Les travailleurs de la tech ont soutenu successivement les candidats Obama, Clinton et Biden. Eric Schmidt, ancien PDG de Google, et Reid Hoffman, fondateur de LinkedIn, travaillent directement avec le Parti démocrate depuis près de dix ans pour améliorer le ciblage électoral et la culture technologique des candidats.
Pourtant, depuis le mois de février, la rumeur enfle : Musk apporterait son soutien au candidat républicain. Pas financièrement. Mais le milliardaire s’est entretenu avec Trump à Palm Beach (Floride) au début du mois de mars, et ses relations avec Biden restent particulièrement tendues. En campant sur les principes libertariens de la libre expression, il a transformé Twitter, un réseau social progressiste choyé par les journalistes, en X, qui offre une chambre d’écho aux thèses suprémacistes et complotistes.

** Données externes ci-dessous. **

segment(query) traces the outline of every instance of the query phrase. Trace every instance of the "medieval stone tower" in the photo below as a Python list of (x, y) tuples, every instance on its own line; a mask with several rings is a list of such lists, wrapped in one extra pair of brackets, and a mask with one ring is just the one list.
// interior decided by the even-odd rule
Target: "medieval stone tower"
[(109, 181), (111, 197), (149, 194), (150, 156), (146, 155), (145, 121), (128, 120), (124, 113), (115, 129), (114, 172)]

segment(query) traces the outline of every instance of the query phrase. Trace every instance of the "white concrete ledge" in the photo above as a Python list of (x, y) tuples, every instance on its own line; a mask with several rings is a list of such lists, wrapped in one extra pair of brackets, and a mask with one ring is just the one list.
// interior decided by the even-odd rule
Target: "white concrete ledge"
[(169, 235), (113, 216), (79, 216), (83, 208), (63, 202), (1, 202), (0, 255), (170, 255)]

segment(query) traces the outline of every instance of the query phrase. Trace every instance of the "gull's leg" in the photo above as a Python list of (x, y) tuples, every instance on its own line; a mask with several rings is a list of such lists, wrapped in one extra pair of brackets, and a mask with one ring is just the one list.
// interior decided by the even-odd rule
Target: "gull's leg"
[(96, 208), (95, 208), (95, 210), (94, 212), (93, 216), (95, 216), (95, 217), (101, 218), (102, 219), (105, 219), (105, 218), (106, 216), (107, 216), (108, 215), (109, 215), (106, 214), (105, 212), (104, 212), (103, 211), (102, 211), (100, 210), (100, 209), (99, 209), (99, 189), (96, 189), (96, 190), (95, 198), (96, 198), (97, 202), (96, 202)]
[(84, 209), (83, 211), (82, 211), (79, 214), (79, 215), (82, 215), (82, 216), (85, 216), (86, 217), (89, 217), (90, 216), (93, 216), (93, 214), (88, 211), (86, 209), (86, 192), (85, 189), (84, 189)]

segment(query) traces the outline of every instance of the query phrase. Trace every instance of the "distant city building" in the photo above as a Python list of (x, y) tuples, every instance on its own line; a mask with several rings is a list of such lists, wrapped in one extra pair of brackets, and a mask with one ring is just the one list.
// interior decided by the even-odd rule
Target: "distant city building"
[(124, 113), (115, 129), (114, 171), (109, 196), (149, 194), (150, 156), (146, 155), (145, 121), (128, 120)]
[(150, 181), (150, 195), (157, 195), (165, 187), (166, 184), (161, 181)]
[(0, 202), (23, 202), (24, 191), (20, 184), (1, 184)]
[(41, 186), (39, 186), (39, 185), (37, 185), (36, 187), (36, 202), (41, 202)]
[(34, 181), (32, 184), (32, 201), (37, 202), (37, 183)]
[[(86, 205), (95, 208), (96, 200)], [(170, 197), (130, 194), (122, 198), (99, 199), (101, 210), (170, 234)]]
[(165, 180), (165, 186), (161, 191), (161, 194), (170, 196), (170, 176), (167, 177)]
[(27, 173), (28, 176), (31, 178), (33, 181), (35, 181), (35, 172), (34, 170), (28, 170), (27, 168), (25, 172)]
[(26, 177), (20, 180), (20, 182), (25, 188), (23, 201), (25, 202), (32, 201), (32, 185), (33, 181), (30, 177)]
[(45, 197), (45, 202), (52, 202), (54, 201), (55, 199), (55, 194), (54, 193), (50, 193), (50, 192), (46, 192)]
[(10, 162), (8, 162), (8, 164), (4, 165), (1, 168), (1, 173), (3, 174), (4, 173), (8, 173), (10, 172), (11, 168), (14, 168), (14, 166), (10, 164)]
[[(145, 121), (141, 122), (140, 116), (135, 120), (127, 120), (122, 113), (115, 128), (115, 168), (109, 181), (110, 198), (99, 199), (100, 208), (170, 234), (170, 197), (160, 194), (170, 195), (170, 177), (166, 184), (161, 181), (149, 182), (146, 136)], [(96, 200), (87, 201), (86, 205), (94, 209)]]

Le virage à droite des nouvelles technologies
Certes, la présence de l’extrême droite sur Internet n’est pas nouvelle. Les formations de droite n’ont cessé de tester les limites politiques d’Internet par des stratégies d’influence, de propagande et de polarisation. Comme l’a montré la sociologue Jen Schradie dans son livre L’Illusion de la démocratie numérique (EPFL Press, 2022), les organisations politiques de droite ont mieux exploité le réseau des réseaux que leurs homologues de gauche.
En effet, ces derniers sont le plus souvent restés à distance du Web, entretenant une méfiance à l’égard d’un système de communication qui diluerait les principes et la cohésion de l’organisation militante « par le bas ». Au-delà de cette tendance de fond, c’est l’ensemble de l’industrie des nouvelles technologies qui semble prendre un virage à droite.
Schématiquement, l’histoire d’Internet compte trois temps : celui des pionniers, des plates-formes et des Big Tech. Les récits des origines firent la part belle aux hippies, aux universitaires et aux hackeurs. Dans le courant des années 2000, une continuité pouvait se lire dans la célébration du partage et de la contribution du Web 2.0. Internet n’était plus une utopie, mais une démocratie.